# Riiid! Answer Correctness Prediction with help lightgbm classifier with futures and parameters tuning. Beginners guide.

In [None]:
import optuna
from sklearn.feature_selection import RFECV
from lightgbm import LGBMClassifier
import pandas as pd
import joblib
import numpy as np
from sklearn.metrics import roc_auc_score
from sklearn.model_selection import train_test_split
import optuna.integration.lightgbm as lgb
from optuna.samplers import TPESampler
import matplotlib.pyplot as plt

## 1. Data preprocessing.

### 1.1 
### Let's read the data from attached files(train.csv, questions.csv) into the specified columns.

In [None]:
used_data_types_dict = {
    'timestamp': 'int64',
    'user_id': 'int32',
    'content_id': 'int16',
    'answered_correctly': 'int8',
    'prior_question_elapsed_time': 'float32',
    'prior_question_had_explanation': 'boolean'
}

train_df = pd.read_csv(
    '../input/riiid-test-answer-prediction/train.csv',
    usecols=used_data_types_dict.keys(),
    dtype=used_data_types_dict
)

questions_df = pd.read_csv(
    '../input/riiid-test-answer-prediction/questions.csv',
    usecols=[0, 3],
    dtype={'question_id': 'int16', 'part': 'int8'}
)

### 1.2 
### Attach data frame from *questions_df* to *train_df* using pandas method *merge*. Joining occurs on the specified columns: *content_id* in *train_df* and *question_id* in *questions_df*.

In [None]:
train_df = pd.merge(train_df, questions_df, left_on='content_id', right_on='question_id', how='left')
train_df.drop(columns=['question_id'], inplace=True)

### 1.3 
### Fill NaN with mean values for numerical features and the most common for boolean ones.
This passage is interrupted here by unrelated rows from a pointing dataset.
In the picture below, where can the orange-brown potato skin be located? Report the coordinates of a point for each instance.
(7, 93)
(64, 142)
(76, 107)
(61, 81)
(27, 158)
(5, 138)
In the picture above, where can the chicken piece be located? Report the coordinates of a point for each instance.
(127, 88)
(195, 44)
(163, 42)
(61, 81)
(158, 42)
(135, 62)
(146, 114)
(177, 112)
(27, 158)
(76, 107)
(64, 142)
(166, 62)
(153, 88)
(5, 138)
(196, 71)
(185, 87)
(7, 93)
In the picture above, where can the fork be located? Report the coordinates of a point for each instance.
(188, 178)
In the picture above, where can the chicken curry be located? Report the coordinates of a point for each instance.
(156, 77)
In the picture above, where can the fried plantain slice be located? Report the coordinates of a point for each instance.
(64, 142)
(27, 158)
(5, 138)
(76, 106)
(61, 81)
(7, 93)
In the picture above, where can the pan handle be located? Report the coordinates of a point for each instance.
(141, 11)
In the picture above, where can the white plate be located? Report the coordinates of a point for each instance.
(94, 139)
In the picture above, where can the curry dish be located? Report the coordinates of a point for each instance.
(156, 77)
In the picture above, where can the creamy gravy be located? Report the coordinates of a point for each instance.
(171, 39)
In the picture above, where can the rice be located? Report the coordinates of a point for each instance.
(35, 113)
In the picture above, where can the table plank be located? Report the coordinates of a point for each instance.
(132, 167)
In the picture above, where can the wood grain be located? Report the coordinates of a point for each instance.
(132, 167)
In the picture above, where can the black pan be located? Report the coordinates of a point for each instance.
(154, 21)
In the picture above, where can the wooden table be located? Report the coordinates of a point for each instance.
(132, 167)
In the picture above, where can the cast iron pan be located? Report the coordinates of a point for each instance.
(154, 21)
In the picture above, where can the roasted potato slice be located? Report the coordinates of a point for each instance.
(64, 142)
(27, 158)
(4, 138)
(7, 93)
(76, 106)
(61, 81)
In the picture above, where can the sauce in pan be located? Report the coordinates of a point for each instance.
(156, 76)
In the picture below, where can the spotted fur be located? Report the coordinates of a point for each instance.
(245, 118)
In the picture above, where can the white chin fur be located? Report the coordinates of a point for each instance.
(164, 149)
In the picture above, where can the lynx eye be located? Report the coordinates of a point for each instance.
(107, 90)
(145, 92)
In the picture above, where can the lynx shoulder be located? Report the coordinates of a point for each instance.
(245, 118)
To find out the most common value in columns or distribution of values, we use  *matplotlib.pyplot* methods: *pie*(categorial/boolean) or *hist*(numerical) or something else.


In [None]:
train_df['prior_question_had_explanation'].fillna(bool(True), inplace=True)
train_df = train_df.replace([-np.inf, np.inf], np.nan)
train_df = train_df.fillna(train_df.mean())
train_df['prior_question_had_explanation'] = train_df['prior_question_had_explanation'].astype(bool)

In [None]:
labels = [bool(False), bool(True)]
sizes = [list(train_df['prior_question_had_explanation']).count(labels[0]),
        list(train_df['prior_question_had_explanation']).count(labels[1])]

plt.pie(sizes, labels=labels, shadow=True, startangle=90, autopct='%1.1f%%')
plt.show()

### 1.4 
### Ð¡reate all possible features based by *'answered_correctly'*, grouping values first by *'user_id'*, then by *'content_id'* with using *dataframe* method *group_by* and genetating features with *agg* functions.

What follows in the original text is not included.